One Body
From TABLETALK
Men can be quite competitive. When a group of men gets together, they will often try to one-up one another in terms of ability, intellect, or achievements. This is often good-natured, as the men encourage one another to excel in whatever they’re engaging in at the time.
I participate in a free men’s outdoor workout group. Men of all ages and athletic ability participate. One of the great things about it is the support that the men give to one another. It is part of the group’s ethos that we do not compete with one another; we compete with ourselves, striving to get just a bit better every day. And the men bear this principle out. We congratulate one another just for showing up and putting in the effort, and we recognize one another’s achievements with commemorative patches and fire emojis and fist-bumps.
Christians are likewise called to celebrate one another, and we are so called for one very important reason. This reason is hinted at in the opening to the Lord’s Prayer. In Matthew 6, Jesus teaches His disciples to pray, beginning by saying, “Our Father” (v. 9).
Much could be said about the privilege we have of addressing God as “Father”—chiefly the peace with and access to God that we now have as His adopted children—but we might easily miss the implications of the word “our.” The Westminster Shorter Catechism says that this opening address teaches us that “we should pray with and for others” (Q&A 100). God is not merely “my Father”; He is “our Father.”
Being saved through the election of the Father, the work of the Son, and the calling of the Holy Spirit means that we are “received into the number, and have a right to all the privileges, of the sons of God” (WSC 34). Being adopted in Christ means not only that we have God as our Father but that we have other Christians as our brothers and sisters. As part of one family, we now owe one another certain things. The Westminster Confession of Faith states that Christians “have communion in each other’s gifts and graces, and are obliged to the performance of such duties, public and private, as do conduce to their mutual good, both in the inward and outward man” (26.1). As members of the one family of God, we seek one another’s good.

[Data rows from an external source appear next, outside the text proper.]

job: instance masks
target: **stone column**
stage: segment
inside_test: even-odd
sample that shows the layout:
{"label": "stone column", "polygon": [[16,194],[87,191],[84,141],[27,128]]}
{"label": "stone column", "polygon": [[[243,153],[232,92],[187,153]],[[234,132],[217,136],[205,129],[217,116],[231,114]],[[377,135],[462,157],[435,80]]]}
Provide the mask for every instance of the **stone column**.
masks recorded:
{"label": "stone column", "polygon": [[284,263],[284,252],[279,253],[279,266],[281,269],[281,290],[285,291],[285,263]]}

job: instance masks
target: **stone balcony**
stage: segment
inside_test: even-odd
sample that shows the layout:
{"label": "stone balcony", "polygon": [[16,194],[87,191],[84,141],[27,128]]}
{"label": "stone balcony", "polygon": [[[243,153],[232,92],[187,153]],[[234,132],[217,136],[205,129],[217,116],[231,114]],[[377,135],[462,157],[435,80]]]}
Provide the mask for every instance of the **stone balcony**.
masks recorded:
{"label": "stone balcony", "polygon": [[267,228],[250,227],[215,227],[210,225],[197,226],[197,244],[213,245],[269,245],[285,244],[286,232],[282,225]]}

Yet we are not only part of one family; we are also part of one body (Rom. 12:4–5; Eph. 1:23). One part of the body does not deprecate or seek to destroy another, for to do so would tend to its own destruction. Rather, each part of the body desires to build up the others, for that tends toward the health of the whole body. Likewise, we as Christians are called to seek the good of our fellow believers, to support them in their sorrows, and to celebrate their successes, as Paul says: “If one member suffers, all suffer together; if one member is honored, all rejoice together” (1 Cor. 12:26). For in this way, we fulfill the purpose of and give glory to the One who has united us to Himself and to one another in love.
Rev. Kevin D. Gardner is associate editor of Tabletalk magazine, resident adjunct professor at Reformation Bible College in Sanford, Fla., and a teaching elder in the Presbyterian Church in America.